Marcela Strouhalová: “There are books that came to the Czech Republic in three different ways in our reserve funds. The first group are books coming from the Reich, confiscated by the Nazis to their supposed enemies not only in Germany but in the whole of the occupied Europe.
“The second group of books, confiscated under the presidential decrees, was a property of Czechoslovak enemies: Germans, Hungarians, traitors and collaborators. And the last group were books that came to the library not immediately after the war but later in the post-war period. They are outdated books excluded from ministerial or university libraries.”
What happened with these books after the war?

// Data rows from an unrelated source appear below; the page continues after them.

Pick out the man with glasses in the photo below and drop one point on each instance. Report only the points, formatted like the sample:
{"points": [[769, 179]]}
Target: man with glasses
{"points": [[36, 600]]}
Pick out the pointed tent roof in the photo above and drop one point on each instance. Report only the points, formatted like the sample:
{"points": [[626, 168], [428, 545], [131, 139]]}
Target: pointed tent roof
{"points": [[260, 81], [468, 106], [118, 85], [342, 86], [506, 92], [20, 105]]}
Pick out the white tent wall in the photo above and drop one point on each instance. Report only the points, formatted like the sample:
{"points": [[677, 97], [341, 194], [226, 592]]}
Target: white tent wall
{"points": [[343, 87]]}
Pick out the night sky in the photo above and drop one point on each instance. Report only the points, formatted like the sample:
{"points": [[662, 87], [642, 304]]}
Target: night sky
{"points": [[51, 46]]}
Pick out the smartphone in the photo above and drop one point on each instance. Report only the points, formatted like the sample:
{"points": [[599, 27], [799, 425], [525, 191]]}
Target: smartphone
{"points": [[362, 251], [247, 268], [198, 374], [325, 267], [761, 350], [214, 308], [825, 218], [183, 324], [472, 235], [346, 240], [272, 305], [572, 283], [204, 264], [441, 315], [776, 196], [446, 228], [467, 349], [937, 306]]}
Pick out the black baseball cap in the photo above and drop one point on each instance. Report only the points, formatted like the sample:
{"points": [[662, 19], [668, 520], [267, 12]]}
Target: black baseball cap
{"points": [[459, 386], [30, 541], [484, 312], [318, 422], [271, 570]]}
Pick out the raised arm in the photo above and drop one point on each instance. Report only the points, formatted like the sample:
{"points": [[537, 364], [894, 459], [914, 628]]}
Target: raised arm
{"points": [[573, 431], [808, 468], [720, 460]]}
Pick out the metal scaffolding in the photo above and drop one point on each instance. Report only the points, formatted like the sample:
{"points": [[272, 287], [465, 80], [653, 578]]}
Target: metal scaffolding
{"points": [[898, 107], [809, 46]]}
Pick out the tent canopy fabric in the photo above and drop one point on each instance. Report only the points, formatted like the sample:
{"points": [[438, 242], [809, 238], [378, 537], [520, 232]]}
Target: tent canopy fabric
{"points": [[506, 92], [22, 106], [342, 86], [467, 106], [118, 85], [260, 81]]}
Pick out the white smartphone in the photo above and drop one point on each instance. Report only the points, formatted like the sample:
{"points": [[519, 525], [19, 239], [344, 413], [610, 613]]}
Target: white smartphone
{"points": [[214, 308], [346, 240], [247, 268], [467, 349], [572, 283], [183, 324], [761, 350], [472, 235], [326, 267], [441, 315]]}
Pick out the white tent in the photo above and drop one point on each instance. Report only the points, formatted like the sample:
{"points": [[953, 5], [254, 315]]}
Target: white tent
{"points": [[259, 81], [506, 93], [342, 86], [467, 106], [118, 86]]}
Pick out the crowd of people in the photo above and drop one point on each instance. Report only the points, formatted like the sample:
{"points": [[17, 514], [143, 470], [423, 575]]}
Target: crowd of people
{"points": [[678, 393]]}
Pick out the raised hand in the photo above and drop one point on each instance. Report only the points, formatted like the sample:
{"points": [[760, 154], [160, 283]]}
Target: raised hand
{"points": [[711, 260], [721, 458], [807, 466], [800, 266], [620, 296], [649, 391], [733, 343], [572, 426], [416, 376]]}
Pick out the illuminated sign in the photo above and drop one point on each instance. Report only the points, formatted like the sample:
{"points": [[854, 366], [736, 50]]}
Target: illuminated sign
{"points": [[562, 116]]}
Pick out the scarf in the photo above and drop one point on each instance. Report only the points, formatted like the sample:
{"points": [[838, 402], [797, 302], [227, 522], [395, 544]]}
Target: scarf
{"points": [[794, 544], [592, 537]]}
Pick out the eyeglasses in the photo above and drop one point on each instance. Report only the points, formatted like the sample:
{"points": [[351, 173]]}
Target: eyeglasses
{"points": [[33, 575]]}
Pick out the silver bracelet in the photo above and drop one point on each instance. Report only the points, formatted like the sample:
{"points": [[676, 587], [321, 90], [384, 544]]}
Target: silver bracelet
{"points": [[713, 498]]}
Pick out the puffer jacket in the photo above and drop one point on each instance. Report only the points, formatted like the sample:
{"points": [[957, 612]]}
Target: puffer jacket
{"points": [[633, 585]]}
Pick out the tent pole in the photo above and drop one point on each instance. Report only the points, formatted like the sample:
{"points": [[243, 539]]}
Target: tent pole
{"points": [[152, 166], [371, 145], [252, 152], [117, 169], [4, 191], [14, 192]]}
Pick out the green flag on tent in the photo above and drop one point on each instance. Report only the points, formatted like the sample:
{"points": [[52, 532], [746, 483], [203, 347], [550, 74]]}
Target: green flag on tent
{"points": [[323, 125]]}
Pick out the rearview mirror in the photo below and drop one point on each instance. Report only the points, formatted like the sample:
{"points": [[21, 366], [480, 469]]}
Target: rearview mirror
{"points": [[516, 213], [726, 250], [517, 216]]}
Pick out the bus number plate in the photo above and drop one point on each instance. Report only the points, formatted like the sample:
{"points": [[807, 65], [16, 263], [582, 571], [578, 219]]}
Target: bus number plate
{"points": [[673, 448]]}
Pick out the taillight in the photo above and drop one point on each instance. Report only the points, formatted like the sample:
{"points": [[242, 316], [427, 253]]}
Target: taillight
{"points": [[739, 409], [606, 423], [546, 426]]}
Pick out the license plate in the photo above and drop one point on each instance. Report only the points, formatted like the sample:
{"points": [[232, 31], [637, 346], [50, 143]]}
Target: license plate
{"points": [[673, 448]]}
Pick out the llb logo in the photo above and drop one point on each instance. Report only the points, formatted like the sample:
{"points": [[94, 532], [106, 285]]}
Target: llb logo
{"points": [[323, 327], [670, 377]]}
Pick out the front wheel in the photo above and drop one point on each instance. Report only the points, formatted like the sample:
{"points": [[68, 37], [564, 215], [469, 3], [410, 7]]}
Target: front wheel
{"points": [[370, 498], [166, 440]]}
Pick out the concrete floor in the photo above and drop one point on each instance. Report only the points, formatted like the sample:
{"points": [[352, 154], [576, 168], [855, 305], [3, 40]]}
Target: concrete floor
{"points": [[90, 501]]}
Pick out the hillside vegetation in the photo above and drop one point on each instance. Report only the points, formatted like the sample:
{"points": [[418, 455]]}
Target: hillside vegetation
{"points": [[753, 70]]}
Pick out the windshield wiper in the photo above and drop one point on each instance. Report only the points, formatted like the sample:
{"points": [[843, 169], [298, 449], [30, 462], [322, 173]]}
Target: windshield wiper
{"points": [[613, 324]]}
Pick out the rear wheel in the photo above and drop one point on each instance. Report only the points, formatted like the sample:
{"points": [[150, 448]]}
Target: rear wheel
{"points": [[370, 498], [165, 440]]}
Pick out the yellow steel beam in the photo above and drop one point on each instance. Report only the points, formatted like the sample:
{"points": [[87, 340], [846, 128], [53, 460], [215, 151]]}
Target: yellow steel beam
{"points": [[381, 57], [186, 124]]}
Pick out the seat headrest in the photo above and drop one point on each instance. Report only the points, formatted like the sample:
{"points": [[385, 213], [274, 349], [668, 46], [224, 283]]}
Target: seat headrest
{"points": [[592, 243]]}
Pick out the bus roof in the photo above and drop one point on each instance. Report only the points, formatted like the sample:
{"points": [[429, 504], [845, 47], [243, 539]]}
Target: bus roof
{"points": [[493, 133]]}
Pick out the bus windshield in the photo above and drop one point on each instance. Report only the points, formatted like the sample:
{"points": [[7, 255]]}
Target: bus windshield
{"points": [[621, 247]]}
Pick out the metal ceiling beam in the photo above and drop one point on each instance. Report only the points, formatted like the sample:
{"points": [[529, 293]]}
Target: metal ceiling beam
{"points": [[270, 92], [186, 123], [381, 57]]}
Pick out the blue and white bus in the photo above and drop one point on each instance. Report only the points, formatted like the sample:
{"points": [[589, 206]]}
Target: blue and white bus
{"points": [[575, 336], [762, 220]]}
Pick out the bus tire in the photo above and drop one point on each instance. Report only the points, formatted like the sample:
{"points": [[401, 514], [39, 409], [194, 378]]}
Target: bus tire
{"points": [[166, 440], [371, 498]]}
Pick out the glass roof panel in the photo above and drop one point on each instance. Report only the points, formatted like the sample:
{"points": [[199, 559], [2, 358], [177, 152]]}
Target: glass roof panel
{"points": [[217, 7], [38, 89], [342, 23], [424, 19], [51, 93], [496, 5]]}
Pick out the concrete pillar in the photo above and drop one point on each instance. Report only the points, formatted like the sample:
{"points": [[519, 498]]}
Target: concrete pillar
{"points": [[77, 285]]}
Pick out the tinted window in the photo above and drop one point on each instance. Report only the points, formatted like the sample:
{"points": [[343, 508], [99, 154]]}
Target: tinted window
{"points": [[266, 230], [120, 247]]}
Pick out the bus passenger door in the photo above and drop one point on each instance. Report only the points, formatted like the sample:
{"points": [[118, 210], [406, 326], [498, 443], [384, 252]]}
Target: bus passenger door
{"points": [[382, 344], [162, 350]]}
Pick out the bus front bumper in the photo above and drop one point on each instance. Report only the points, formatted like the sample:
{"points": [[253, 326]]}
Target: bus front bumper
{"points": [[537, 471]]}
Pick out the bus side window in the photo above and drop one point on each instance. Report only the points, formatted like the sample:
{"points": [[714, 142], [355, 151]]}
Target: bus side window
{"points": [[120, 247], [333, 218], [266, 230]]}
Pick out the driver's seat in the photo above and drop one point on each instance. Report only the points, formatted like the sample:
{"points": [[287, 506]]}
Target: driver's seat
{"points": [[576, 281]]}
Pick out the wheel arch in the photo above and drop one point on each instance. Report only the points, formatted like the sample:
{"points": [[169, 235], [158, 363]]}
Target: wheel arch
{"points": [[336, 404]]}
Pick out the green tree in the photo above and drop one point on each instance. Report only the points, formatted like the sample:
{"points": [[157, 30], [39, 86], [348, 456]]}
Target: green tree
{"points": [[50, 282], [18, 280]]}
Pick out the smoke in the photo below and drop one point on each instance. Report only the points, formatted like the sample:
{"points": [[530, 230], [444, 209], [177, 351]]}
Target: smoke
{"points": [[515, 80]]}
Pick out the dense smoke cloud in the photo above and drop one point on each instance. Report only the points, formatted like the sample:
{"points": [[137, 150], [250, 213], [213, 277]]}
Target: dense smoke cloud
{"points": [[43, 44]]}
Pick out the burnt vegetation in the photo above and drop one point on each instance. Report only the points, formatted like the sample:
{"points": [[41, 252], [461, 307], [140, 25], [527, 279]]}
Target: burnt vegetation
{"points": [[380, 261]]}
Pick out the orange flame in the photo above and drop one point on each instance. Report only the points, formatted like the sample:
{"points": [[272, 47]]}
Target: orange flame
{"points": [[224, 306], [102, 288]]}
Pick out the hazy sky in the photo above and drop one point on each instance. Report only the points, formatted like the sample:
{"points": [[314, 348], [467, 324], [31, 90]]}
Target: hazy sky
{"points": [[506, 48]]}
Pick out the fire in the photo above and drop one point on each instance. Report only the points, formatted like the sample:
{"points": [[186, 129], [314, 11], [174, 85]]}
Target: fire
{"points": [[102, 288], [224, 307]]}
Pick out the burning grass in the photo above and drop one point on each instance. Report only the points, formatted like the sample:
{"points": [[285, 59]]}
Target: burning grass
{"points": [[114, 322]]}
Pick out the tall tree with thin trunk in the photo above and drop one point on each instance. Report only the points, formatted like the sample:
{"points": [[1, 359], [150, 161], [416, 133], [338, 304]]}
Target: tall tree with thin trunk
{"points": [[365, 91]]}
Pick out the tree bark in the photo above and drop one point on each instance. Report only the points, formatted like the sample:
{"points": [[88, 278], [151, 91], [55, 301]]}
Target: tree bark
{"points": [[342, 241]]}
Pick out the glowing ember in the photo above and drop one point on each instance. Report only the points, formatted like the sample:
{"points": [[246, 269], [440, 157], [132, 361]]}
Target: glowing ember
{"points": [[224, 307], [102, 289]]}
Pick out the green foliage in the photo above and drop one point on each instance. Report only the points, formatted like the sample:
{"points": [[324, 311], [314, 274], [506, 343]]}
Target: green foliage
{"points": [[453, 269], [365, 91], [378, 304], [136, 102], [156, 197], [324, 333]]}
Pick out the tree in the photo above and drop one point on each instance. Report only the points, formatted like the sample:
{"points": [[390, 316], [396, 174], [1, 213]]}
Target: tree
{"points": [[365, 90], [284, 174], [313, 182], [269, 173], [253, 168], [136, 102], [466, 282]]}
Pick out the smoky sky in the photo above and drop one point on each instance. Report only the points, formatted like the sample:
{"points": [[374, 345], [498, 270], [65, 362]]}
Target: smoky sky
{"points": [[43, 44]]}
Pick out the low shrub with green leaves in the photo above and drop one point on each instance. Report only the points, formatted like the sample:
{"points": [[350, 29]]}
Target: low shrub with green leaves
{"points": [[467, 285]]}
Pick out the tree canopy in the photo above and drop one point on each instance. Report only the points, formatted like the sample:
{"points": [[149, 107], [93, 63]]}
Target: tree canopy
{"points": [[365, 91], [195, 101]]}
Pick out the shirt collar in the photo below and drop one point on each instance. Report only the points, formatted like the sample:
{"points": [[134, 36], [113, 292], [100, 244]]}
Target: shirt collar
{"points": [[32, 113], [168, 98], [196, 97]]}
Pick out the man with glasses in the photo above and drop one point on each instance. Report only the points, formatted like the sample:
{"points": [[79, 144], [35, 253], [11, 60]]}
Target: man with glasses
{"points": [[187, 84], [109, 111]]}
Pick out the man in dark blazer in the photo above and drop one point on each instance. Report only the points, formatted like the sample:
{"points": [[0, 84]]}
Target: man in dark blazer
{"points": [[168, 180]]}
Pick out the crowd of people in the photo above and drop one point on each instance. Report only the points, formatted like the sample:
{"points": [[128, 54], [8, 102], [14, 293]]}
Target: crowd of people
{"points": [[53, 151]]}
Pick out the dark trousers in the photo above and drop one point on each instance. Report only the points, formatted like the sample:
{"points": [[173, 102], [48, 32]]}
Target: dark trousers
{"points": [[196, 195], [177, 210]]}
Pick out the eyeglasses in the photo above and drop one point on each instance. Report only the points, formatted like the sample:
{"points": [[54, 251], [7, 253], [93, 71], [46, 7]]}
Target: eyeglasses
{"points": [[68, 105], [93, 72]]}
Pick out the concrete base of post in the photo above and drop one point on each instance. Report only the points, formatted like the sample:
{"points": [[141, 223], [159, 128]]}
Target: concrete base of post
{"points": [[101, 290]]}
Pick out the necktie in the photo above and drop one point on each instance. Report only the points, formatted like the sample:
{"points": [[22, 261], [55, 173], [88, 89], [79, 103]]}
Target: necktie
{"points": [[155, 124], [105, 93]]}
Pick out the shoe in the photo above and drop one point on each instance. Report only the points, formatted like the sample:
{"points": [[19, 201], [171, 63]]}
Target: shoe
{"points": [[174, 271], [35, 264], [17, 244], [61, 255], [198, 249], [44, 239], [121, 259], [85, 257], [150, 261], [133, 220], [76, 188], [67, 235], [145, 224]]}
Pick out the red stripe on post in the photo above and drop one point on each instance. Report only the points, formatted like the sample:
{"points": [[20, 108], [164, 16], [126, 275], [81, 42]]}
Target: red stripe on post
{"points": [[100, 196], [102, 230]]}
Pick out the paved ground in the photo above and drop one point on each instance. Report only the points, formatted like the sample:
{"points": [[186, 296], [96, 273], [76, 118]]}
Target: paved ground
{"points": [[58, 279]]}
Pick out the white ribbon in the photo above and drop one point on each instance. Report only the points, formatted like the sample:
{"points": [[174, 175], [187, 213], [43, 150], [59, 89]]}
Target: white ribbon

MS: “The books from the Third Reich were stored in four castles on the border area, in what used to be the Sudetenland. The books were confiscated by Czechoslovak authorities between May and June 1945. They were sorted by the National Library according to their provenance signs, stamps and ex libris. The books from elite countries were repatriated and the German books and those without provenance signs were sent to the National Library, where they are till today.
“The books confiscated under the presidential decrees were stored in various storage facilities. It was around 15 million confiscated books, and we don't know exactly how many of them ended up in the National Library, because many of them were distributed to other libraries, for instance the scientific or university ones.”
How did you approach the research? I am not sure how many books we are actually talking about.
TF: “We are talking about an unbelievable amount of books, about more than 300,000 located in the depository. And we are now talking only about the so-called non-Bohemical books. So we are trying to map this non-Bohemical collection and sort it according to the provenance signs. We would like to find some books with the provenance signs and afterwards to think about their previous holders.”
Have you attempted to retrace some of the previous owners?
“We discovered almost 2,000 various owners, from freemasons, various fellowships and Nazi authorities from the Protectorate of Moravia and Bohemia, to ministries, schools and individual owners. So we want to make a deeper research into that in the future.”
Can you tell me at least about some of the most interesting cases?
MS: “We retraced for instance the so-called Devil from Malá strana in Prague, Jiří Arvet Smíchovský, who was an interesting figure of the first half of the 20th century. He was a Gestapo collaborator but he also collaborated with the secret police after the communist takeover in 1948. He was murdered in the Mírov jail by the prison guard.
“But perhaps the most interesting books come from Gregor Schwarz Bostunitsch, a very well-situated Nazi who studied the alleged Judeo-masonic conspiracy. We know that he travelled from the protectorate to Poland in 1948. Why his books ended up in the National Library, we don't really know.”
What will happen with the books that have already been processed?
TF: “Our first impetus was to catalogue the records, so all the records will be available in the catalogue of the national Library of the Czech Republic. So any user can browse this collection via the library catalogue. And afterwards, because we are a part of the librarianship, we would like to present out contents in the study rooms as well. Some of the books will also be digitised so they will also be available in the digital library of the Czech National Library.”
But I believe that is not the only outcome. There is also an online exhibition available on your website.
TF: “Yes of course. There are also other outputs of the project. We organised two seminars for the general public. The first one was held in Kristiansand in Norway and a week ago there was a seminar in Prague, focused on censorship the legal aspects and so on.
“Together with Stiftelsen Arkivet we created a virtual exhibition which is available at our website and we also created one physical exhibition at the Klementinum building. It is really interesting to walk along the corridor where the exhibition is located because many people are standing and looking at the exhibits. It is a great occasion to talk with the general public about our collection and our work. I think it is a great possibility to meet the people.”